Opening the meeting, French President Emmanuel Macron said the aim was to work side by side with the United States’ plan and that the discussions in Paris were complementary to it.
The U.N. Assembly last month endorsed a declaration outlining steps towards a two-state solution, while also condemning Hamas and urging it to surrender and disarm. Israeli Prime Minister Benjamin Netanyahu has ruled out endorsing an independent Palestinian state alongside Israel.
Among those attending are Qatar’s Prime Minister Sheikh Mohammed bin Abdulrahman al-Thani, who was one of the mediators of the ceasefire, as well as the Egyptian and Turkish foreign ministers, whose countries played a leading role in convincing Hamas to agree the deal.

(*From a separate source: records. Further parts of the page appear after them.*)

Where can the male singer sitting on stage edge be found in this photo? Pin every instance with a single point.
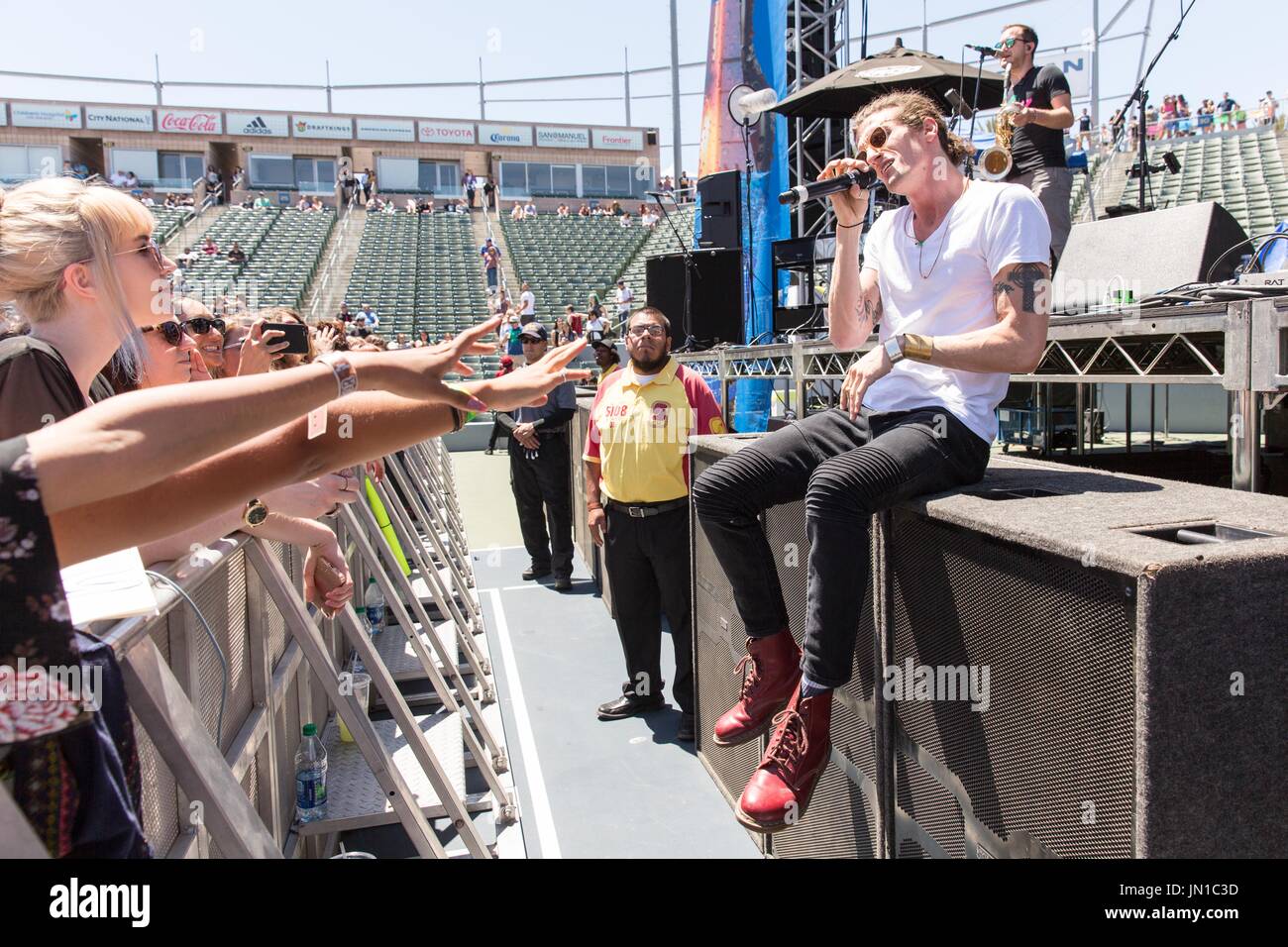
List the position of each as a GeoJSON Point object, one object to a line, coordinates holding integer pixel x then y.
{"type": "Point", "coordinates": [957, 282]}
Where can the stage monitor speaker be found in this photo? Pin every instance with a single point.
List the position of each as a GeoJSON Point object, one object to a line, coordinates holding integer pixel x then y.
{"type": "Point", "coordinates": [720, 200]}
{"type": "Point", "coordinates": [1144, 253]}
{"type": "Point", "coordinates": [841, 819]}
{"type": "Point", "coordinates": [716, 294]}
{"type": "Point", "coordinates": [1131, 631]}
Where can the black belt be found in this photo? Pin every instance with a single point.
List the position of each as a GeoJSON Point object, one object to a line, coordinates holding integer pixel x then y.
{"type": "Point", "coordinates": [647, 509]}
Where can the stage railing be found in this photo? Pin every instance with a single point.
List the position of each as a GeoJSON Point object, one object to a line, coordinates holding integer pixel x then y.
{"type": "Point", "coordinates": [217, 731]}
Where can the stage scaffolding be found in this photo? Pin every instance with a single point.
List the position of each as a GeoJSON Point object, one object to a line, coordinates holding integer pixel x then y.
{"type": "Point", "coordinates": [1236, 346]}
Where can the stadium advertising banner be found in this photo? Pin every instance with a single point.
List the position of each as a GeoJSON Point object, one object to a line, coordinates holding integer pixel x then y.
{"type": "Point", "coordinates": [385, 131]}
{"type": "Point", "coordinates": [46, 116]}
{"type": "Point", "coordinates": [258, 124]}
{"type": "Point", "coordinates": [189, 123]}
{"type": "Point", "coordinates": [516, 136]}
{"type": "Point", "coordinates": [550, 137]}
{"type": "Point", "coordinates": [119, 119]}
{"type": "Point", "coordinates": [617, 140]}
{"type": "Point", "coordinates": [321, 127]}
{"type": "Point", "coordinates": [433, 132]}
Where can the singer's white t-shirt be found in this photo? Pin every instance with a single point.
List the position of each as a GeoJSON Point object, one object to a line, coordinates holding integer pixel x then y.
{"type": "Point", "coordinates": [990, 227]}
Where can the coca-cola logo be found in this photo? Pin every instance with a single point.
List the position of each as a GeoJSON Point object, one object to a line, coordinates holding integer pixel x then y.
{"type": "Point", "coordinates": [198, 123]}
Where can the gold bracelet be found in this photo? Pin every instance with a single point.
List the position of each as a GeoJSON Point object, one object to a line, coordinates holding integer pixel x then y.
{"type": "Point", "coordinates": [918, 348]}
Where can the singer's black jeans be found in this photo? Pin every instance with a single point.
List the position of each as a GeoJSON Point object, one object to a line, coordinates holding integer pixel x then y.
{"type": "Point", "coordinates": [845, 471]}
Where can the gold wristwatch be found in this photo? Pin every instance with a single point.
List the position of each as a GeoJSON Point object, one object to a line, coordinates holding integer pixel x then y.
{"type": "Point", "coordinates": [256, 513]}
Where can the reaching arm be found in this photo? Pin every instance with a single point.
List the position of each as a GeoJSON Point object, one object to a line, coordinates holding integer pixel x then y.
{"type": "Point", "coordinates": [1021, 295]}
{"type": "Point", "coordinates": [359, 428]}
{"type": "Point", "coordinates": [141, 437]}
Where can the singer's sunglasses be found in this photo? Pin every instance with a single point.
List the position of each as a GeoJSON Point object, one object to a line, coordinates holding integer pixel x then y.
{"type": "Point", "coordinates": [171, 330]}
{"type": "Point", "coordinates": [200, 325]}
{"type": "Point", "coordinates": [877, 138]}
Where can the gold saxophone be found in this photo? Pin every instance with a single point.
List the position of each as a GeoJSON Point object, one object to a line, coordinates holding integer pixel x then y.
{"type": "Point", "coordinates": [995, 163]}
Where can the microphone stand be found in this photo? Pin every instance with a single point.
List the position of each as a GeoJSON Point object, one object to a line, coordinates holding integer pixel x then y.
{"type": "Point", "coordinates": [1140, 94]}
{"type": "Point", "coordinates": [690, 342]}
{"type": "Point", "coordinates": [974, 105]}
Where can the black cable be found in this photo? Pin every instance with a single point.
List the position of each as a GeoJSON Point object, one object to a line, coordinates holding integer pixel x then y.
{"type": "Point", "coordinates": [1241, 243]}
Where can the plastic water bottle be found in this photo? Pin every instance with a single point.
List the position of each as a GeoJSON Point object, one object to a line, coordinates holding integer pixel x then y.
{"type": "Point", "coordinates": [374, 600]}
{"type": "Point", "coordinates": [310, 776]}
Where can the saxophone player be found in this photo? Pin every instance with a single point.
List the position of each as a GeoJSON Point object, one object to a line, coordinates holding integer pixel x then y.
{"type": "Point", "coordinates": [1039, 112]}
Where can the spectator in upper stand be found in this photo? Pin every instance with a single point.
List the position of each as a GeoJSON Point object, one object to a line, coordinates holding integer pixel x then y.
{"type": "Point", "coordinates": [1225, 111]}
{"type": "Point", "coordinates": [492, 266]}
{"type": "Point", "coordinates": [214, 182]}
{"type": "Point", "coordinates": [574, 318]}
{"type": "Point", "coordinates": [625, 296]}
{"type": "Point", "coordinates": [527, 304]}
{"type": "Point", "coordinates": [513, 341]}
{"type": "Point", "coordinates": [1085, 131]}
{"type": "Point", "coordinates": [606, 359]}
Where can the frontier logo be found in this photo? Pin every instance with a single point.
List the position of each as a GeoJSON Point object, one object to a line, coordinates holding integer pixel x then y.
{"type": "Point", "coordinates": [75, 900]}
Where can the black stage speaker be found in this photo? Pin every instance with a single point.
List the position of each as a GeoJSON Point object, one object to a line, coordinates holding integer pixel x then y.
{"type": "Point", "coordinates": [1144, 253]}
{"type": "Point", "coordinates": [720, 200]}
{"type": "Point", "coordinates": [1132, 631]}
{"type": "Point", "coordinates": [716, 294]}
{"type": "Point", "coordinates": [841, 818]}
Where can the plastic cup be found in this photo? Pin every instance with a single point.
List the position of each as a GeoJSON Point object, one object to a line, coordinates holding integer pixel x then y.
{"type": "Point", "coordinates": [362, 690]}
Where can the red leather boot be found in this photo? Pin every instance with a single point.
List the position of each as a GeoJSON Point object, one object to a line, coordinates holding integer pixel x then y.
{"type": "Point", "coordinates": [778, 792]}
{"type": "Point", "coordinates": [769, 682]}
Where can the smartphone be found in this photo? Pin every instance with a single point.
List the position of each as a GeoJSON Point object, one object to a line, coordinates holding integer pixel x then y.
{"type": "Point", "coordinates": [295, 334]}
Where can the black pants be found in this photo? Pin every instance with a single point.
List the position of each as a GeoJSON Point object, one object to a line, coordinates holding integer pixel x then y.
{"type": "Point", "coordinates": [845, 471]}
{"type": "Point", "coordinates": [648, 573]}
{"type": "Point", "coordinates": [497, 431]}
{"type": "Point", "coordinates": [542, 491]}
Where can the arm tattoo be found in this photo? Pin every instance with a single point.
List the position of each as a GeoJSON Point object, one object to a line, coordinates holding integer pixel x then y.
{"type": "Point", "coordinates": [1028, 275]}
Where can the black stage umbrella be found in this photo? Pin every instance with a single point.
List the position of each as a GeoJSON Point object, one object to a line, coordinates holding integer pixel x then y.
{"type": "Point", "coordinates": [842, 93]}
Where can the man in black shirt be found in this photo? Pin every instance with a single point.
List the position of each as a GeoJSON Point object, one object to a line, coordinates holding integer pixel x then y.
{"type": "Point", "coordinates": [1037, 145]}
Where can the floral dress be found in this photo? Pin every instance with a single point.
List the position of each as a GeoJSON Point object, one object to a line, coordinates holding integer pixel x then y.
{"type": "Point", "coordinates": [67, 750]}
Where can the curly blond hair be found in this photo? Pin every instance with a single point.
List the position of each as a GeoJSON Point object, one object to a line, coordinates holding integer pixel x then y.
{"type": "Point", "coordinates": [913, 107]}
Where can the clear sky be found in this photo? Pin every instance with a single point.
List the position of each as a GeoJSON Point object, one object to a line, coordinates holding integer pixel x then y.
{"type": "Point", "coordinates": [1227, 46]}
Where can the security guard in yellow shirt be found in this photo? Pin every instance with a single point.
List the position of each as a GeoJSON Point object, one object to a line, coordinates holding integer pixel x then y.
{"type": "Point", "coordinates": [638, 497]}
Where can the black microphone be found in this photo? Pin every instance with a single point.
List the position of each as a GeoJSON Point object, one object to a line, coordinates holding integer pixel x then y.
{"type": "Point", "coordinates": [822, 188]}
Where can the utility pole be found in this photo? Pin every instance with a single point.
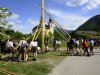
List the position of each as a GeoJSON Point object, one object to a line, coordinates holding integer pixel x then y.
{"type": "Point", "coordinates": [42, 23]}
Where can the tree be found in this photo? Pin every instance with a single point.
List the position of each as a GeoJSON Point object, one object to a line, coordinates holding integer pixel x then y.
{"type": "Point", "coordinates": [4, 14]}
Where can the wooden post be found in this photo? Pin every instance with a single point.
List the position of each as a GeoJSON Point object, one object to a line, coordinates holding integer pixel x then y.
{"type": "Point", "coordinates": [42, 23]}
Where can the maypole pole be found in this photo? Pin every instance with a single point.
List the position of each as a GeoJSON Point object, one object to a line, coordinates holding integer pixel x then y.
{"type": "Point", "coordinates": [42, 23]}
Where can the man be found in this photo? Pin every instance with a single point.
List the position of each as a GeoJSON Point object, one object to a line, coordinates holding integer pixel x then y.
{"type": "Point", "coordinates": [85, 47]}
{"type": "Point", "coordinates": [91, 46]}
{"type": "Point", "coordinates": [9, 48]}
{"type": "Point", "coordinates": [23, 45]}
{"type": "Point", "coordinates": [33, 45]}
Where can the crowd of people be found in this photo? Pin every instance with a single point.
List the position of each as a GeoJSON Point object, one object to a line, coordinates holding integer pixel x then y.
{"type": "Point", "coordinates": [21, 49]}
{"type": "Point", "coordinates": [74, 47]}
{"type": "Point", "coordinates": [80, 47]}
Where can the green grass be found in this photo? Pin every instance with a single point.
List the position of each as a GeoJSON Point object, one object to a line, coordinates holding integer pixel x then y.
{"type": "Point", "coordinates": [42, 66]}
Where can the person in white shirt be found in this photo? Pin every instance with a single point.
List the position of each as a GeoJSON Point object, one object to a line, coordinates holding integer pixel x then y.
{"type": "Point", "coordinates": [9, 48]}
{"type": "Point", "coordinates": [23, 49]}
{"type": "Point", "coordinates": [34, 45]}
{"type": "Point", "coordinates": [91, 46]}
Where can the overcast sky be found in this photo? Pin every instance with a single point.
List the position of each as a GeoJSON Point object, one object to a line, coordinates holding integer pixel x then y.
{"type": "Point", "coordinates": [69, 13]}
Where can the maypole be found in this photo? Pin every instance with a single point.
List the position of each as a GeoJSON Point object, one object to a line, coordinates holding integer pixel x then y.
{"type": "Point", "coordinates": [42, 23]}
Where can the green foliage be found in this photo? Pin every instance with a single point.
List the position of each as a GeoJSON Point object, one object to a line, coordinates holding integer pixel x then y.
{"type": "Point", "coordinates": [3, 22]}
{"type": "Point", "coordinates": [57, 36]}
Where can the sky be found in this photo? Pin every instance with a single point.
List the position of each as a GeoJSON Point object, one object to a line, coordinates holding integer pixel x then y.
{"type": "Point", "coordinates": [70, 14]}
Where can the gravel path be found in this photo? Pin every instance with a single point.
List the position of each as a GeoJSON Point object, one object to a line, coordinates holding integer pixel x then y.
{"type": "Point", "coordinates": [79, 65]}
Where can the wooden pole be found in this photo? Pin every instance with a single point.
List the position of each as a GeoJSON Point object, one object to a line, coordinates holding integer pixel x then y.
{"type": "Point", "coordinates": [42, 23]}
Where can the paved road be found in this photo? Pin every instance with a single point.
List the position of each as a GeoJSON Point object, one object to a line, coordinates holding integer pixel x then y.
{"type": "Point", "coordinates": [79, 65]}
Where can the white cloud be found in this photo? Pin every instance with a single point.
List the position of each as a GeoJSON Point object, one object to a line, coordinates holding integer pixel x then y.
{"type": "Point", "coordinates": [85, 4]}
{"type": "Point", "coordinates": [75, 3]}
{"type": "Point", "coordinates": [92, 4]}
{"type": "Point", "coordinates": [68, 20]}
{"type": "Point", "coordinates": [20, 25]}
{"type": "Point", "coordinates": [32, 21]}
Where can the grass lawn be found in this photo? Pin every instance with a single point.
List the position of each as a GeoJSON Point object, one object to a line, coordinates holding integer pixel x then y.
{"type": "Point", "coordinates": [42, 66]}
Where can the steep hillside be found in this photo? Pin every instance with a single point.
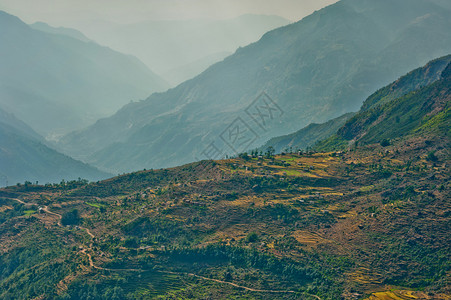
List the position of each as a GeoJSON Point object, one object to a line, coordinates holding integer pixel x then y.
{"type": "Point", "coordinates": [57, 83]}
{"type": "Point", "coordinates": [314, 70]}
{"type": "Point", "coordinates": [368, 223]}
{"type": "Point", "coordinates": [314, 133]}
{"type": "Point", "coordinates": [60, 30]}
{"type": "Point", "coordinates": [320, 225]}
{"type": "Point", "coordinates": [389, 114]}
{"type": "Point", "coordinates": [307, 136]}
{"type": "Point", "coordinates": [25, 157]}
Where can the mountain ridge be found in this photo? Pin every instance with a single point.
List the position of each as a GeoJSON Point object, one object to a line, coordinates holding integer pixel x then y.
{"type": "Point", "coordinates": [354, 59]}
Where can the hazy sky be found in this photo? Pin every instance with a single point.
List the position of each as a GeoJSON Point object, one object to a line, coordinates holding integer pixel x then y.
{"type": "Point", "coordinates": [72, 12]}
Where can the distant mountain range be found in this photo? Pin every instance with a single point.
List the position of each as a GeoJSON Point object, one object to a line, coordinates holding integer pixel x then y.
{"type": "Point", "coordinates": [307, 136]}
{"type": "Point", "coordinates": [56, 81]}
{"type": "Point", "coordinates": [24, 156]}
{"type": "Point", "coordinates": [312, 71]}
{"type": "Point", "coordinates": [353, 127]}
{"type": "Point", "coordinates": [371, 222]}
{"type": "Point", "coordinates": [168, 46]}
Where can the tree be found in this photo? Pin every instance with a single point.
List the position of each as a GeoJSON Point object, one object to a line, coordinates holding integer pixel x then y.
{"type": "Point", "coordinates": [70, 218]}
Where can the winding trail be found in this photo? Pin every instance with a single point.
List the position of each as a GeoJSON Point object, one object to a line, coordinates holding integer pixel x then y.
{"type": "Point", "coordinates": [92, 265]}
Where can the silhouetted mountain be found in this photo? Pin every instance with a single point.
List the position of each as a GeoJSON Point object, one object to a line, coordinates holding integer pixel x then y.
{"type": "Point", "coordinates": [167, 45]}
{"type": "Point", "coordinates": [314, 70]}
{"type": "Point", "coordinates": [313, 133]}
{"type": "Point", "coordinates": [57, 83]}
{"type": "Point", "coordinates": [25, 157]}
{"type": "Point", "coordinates": [369, 223]}
{"type": "Point", "coordinates": [307, 136]}
{"type": "Point", "coordinates": [60, 30]}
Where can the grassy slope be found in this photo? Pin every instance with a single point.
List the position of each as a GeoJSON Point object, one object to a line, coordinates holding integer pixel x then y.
{"type": "Point", "coordinates": [325, 224]}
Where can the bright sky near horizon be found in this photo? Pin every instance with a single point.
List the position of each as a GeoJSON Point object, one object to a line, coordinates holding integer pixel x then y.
{"type": "Point", "coordinates": [71, 12]}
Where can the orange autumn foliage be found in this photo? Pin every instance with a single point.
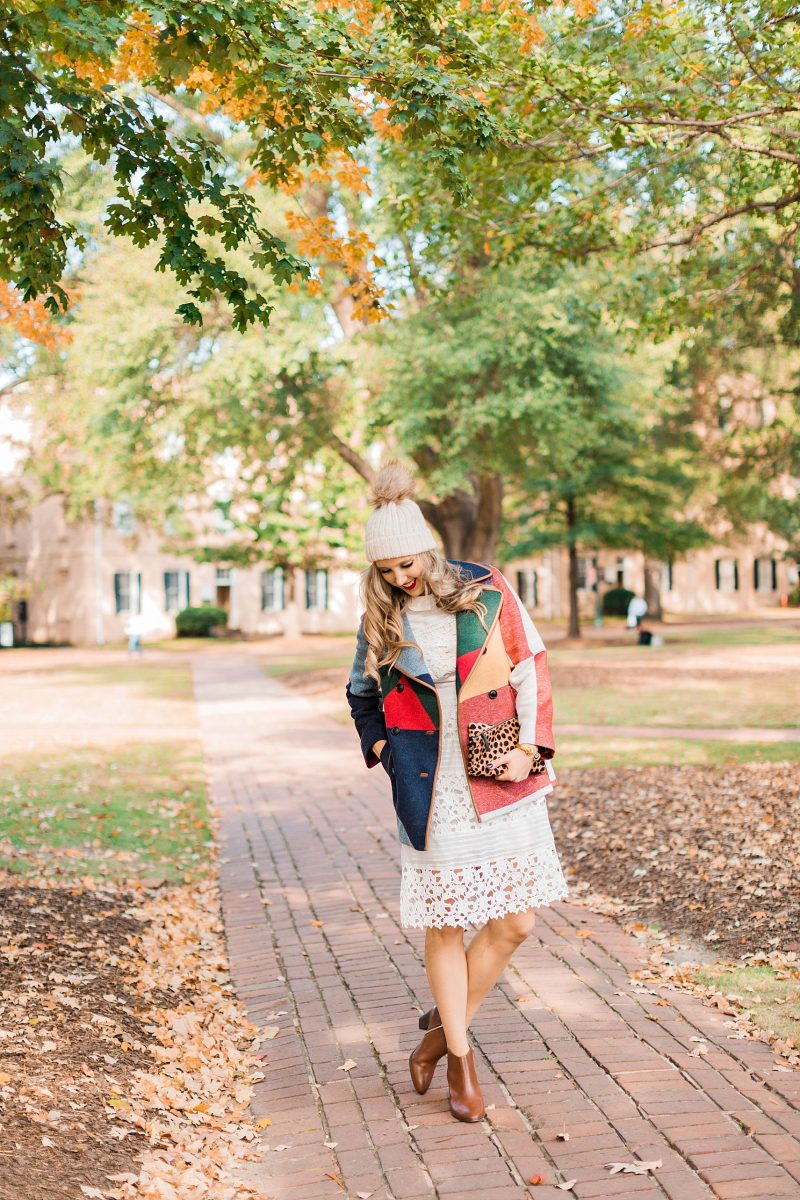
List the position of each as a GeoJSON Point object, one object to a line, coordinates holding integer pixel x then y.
{"type": "Point", "coordinates": [134, 58]}
{"type": "Point", "coordinates": [29, 318]}
{"type": "Point", "coordinates": [317, 238]}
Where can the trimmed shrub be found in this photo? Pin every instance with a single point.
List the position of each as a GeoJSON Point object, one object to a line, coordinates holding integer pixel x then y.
{"type": "Point", "coordinates": [615, 601]}
{"type": "Point", "coordinates": [200, 621]}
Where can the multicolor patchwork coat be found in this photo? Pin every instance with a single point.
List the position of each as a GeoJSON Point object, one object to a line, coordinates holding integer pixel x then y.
{"type": "Point", "coordinates": [499, 675]}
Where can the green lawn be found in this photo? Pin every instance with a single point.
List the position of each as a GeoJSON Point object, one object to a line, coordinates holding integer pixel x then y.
{"type": "Point", "coordinates": [776, 634]}
{"type": "Point", "coordinates": [773, 1002]}
{"type": "Point", "coordinates": [138, 811]}
{"type": "Point", "coordinates": [677, 699]}
{"type": "Point", "coordinates": [612, 751]}
{"type": "Point", "coordinates": [155, 681]}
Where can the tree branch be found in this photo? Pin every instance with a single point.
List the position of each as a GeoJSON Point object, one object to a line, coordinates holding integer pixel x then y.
{"type": "Point", "coordinates": [352, 457]}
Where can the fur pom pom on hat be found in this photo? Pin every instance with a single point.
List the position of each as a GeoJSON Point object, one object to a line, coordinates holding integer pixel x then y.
{"type": "Point", "coordinates": [396, 525]}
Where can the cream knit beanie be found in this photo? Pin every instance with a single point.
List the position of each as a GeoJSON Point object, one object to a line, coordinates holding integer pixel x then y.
{"type": "Point", "coordinates": [396, 525]}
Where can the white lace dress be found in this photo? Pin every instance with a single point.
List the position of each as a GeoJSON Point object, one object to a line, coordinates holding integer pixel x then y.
{"type": "Point", "coordinates": [471, 871]}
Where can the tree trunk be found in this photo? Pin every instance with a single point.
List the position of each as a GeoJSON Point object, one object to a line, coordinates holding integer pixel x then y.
{"type": "Point", "coordinates": [653, 588]}
{"type": "Point", "coordinates": [290, 603]}
{"type": "Point", "coordinates": [469, 521]}
{"type": "Point", "coordinates": [573, 629]}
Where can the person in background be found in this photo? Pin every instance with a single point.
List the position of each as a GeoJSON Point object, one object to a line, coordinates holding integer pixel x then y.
{"type": "Point", "coordinates": [134, 630]}
{"type": "Point", "coordinates": [636, 611]}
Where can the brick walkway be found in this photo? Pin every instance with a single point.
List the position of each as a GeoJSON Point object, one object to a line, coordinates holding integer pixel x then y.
{"type": "Point", "coordinates": [567, 1042]}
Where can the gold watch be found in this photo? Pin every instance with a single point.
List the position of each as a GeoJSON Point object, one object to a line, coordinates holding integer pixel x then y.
{"type": "Point", "coordinates": [530, 750]}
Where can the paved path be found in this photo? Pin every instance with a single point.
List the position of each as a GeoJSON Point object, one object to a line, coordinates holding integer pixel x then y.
{"type": "Point", "coordinates": [567, 1043]}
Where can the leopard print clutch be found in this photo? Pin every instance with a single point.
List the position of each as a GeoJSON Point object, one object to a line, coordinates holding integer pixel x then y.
{"type": "Point", "coordinates": [485, 743]}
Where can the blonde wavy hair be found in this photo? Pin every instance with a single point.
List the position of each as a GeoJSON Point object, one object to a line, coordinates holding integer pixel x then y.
{"type": "Point", "coordinates": [384, 604]}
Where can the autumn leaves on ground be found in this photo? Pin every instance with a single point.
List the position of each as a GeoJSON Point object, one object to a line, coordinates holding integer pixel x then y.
{"type": "Point", "coordinates": [126, 1061]}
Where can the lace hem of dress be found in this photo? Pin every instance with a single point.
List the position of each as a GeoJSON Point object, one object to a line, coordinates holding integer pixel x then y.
{"type": "Point", "coordinates": [471, 895]}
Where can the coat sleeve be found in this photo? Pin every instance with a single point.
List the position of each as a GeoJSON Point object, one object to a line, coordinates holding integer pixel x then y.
{"type": "Point", "coordinates": [529, 671]}
{"type": "Point", "coordinates": [365, 701]}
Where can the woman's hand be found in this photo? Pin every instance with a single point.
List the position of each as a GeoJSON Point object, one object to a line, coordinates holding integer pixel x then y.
{"type": "Point", "coordinates": [516, 766]}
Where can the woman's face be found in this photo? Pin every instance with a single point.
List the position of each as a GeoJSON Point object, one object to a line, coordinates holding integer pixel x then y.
{"type": "Point", "coordinates": [403, 573]}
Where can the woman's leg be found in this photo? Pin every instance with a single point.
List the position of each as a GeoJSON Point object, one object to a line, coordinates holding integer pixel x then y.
{"type": "Point", "coordinates": [489, 952]}
{"type": "Point", "coordinates": [445, 964]}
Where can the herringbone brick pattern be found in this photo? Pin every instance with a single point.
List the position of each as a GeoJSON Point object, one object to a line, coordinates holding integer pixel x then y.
{"type": "Point", "coordinates": [566, 1043]}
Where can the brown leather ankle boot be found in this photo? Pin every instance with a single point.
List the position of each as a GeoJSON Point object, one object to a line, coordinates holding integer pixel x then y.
{"type": "Point", "coordinates": [431, 1049]}
{"type": "Point", "coordinates": [465, 1099]}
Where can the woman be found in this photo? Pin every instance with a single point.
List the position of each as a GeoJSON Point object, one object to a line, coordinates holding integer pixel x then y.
{"type": "Point", "coordinates": [444, 646]}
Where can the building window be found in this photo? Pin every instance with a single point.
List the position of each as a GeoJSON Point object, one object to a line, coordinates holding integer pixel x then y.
{"type": "Point", "coordinates": [127, 592]}
{"type": "Point", "coordinates": [317, 589]}
{"type": "Point", "coordinates": [727, 574]}
{"type": "Point", "coordinates": [176, 591]}
{"type": "Point", "coordinates": [528, 587]}
{"type": "Point", "coordinates": [272, 589]}
{"type": "Point", "coordinates": [765, 575]}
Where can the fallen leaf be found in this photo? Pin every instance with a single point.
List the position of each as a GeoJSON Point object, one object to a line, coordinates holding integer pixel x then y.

U.S. Secretary of State Marco Rubio had been due to attend, but cancelled. The U.S. in the end did not send a representative, although French officials insisted that coordination with Washington was close.
Trump’s plan calls for an international stabilisation force, and the ministers will also discuss issues such as the future governance of Gaza, aid, reconstruction and demilitarisation.
Highlighting worsening ties between France and Israel, Israel’s Foreign Minister Gideon Saar criticised the Paris conference late on Wednesday, calling it “unnecessary and harmful”, saying the French initiative had been “concocted behind Israel’s back” and was a way for Macron to distract from his domestic political problems.